Surely we want nothing less for our children; surely we want nothing less for ourselves. Then the Spirit as dove must alight upon us as surely as the Spirit-dove alighted upon our Lord at the commencement of his public ministry.

Our Hebrew foreparents spoke of the Spirit as fire. Fire warms. Fire thaws cold hearts and limbers up cold hands. Fire brightens surroundings, enabling us to see what there is to be seen, even as fire brightens moods. (We know that fire brightens moods. For what other reason would people whose homes have central heating spend thousands of dollars on fireplaces?) As fire the Spirit must ignite us if we are to bring real warmth and brightness to people whose situations are colder, darker, bleaker than ours. And whatever we do on their behalf we must do cheerfully, or else our doing is an insult that begins by demeaning them and ends by having them resent us.

Most of you know me well, and therefore you know how concerned I am with the cerebral dimension of faith. I’m concerned – rightly concerned, I’m convinced – with having people understand the truth of God and the purpose of God and the way of God. Unless people understand something their deity is an idol, their worship is superstition, and their discipleship (so-called) is cult-following. At the same time, in the maturer years of my pulpit ministry, I’ve come to see as never before that while understanding is necessary it’s never sufficient. Correct understanding alone leaves people sitting in an armchair, and leaves them sitting their while regarding as inferior those whose understanding is less sophisticated. In addition to be brought to understand, people have to be warmed and brightened; they have to be lit. Then the fire of Pentecost has to ignite us as surely as it ignited disciples in a Jerusalem room two millennia ago and has continued to ignite men and women ever since.

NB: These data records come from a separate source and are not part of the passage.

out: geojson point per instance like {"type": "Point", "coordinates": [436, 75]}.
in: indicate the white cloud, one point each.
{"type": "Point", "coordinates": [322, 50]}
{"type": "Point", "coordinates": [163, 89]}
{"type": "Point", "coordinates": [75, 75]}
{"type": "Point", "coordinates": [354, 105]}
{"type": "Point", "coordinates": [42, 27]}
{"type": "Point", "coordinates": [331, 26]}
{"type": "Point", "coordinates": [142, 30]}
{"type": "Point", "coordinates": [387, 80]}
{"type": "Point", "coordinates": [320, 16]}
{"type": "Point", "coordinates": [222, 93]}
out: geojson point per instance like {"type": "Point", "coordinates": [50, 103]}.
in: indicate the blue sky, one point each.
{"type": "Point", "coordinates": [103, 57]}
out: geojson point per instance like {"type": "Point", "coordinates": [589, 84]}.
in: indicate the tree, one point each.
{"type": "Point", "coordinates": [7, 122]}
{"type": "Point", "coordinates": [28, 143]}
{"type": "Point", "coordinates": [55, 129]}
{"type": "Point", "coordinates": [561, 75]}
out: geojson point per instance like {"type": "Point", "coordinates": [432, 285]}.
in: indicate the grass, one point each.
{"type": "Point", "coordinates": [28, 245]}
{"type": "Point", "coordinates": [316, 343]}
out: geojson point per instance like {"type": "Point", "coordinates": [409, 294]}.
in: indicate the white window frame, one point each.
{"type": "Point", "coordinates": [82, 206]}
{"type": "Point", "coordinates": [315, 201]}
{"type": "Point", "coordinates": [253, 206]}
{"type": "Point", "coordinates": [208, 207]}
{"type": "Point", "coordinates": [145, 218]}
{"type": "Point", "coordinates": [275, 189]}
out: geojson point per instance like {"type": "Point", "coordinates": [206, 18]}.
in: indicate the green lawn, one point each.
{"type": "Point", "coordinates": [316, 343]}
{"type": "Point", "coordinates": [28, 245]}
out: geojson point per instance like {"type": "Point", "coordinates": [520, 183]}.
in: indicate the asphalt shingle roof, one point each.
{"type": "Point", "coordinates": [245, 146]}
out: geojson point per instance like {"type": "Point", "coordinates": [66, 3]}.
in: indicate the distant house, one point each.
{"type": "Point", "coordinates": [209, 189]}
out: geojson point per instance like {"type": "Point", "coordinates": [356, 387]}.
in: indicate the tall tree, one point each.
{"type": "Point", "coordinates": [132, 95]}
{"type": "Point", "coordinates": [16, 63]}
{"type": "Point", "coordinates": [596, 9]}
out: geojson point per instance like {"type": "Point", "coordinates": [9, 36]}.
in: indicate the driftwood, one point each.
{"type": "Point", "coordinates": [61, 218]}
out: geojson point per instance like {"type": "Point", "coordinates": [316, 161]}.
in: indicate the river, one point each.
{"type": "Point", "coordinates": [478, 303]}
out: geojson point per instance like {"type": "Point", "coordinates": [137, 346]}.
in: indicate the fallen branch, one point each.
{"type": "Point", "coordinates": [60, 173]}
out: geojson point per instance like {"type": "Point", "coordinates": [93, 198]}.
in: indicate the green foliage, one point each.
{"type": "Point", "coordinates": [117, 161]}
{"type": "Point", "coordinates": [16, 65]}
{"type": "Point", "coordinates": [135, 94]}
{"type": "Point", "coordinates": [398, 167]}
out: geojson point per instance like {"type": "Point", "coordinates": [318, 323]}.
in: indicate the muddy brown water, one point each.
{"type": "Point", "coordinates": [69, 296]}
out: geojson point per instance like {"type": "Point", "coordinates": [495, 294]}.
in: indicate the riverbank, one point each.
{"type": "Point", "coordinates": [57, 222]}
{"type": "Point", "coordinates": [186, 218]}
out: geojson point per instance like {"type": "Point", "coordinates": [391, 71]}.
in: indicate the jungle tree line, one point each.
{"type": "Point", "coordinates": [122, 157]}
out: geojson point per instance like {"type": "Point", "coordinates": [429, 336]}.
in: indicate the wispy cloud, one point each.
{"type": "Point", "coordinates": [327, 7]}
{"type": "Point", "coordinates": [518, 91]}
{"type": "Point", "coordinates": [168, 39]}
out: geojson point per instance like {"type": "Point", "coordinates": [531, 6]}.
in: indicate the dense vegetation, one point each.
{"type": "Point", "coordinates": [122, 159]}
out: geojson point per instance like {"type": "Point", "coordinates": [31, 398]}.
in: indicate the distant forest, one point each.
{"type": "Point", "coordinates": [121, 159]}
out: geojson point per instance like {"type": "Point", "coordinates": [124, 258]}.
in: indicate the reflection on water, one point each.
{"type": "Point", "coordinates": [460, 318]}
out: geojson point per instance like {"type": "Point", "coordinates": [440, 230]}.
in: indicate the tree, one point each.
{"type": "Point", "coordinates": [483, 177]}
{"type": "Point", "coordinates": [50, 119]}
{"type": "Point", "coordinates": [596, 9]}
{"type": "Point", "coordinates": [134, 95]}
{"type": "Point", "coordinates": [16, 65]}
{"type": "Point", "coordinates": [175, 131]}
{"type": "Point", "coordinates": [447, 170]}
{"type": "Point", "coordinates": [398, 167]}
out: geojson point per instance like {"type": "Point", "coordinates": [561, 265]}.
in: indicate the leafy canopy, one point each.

Throughout my ministry I’ve found that church folk usually have a more-or-less adequate idea of Christmas (the saviour of the world was born,) of Good Friday (they know that Jesus died for us in some sense) and of Easter (resurrection is an even tin world-occurrence that can never be overturned.) When it comes to Pentecost, however, I’ve found that most church folk apprehend little, if anything. Then we must grasp the simple truth that the Holy Spirit is God’s effectual presence and power.

Today, on Pentecost Sunday, let’s think of the Spirit in terms of biblical symbols connected with the Spirit: breath, oil, dove, fire. For then we shall know that the Spirit is the effectual presence and power of God, whereby our gifts are made fruitful in his kingdom (breath;) we ourselves are anointed for service and nerved in the face of opposition (oil;) self-renouncing sacrifice is required of God’s people everywhere (dove;) and all of this is to warm and brighten others as we, “lit” already, are the occasion of his igniting others (fire.)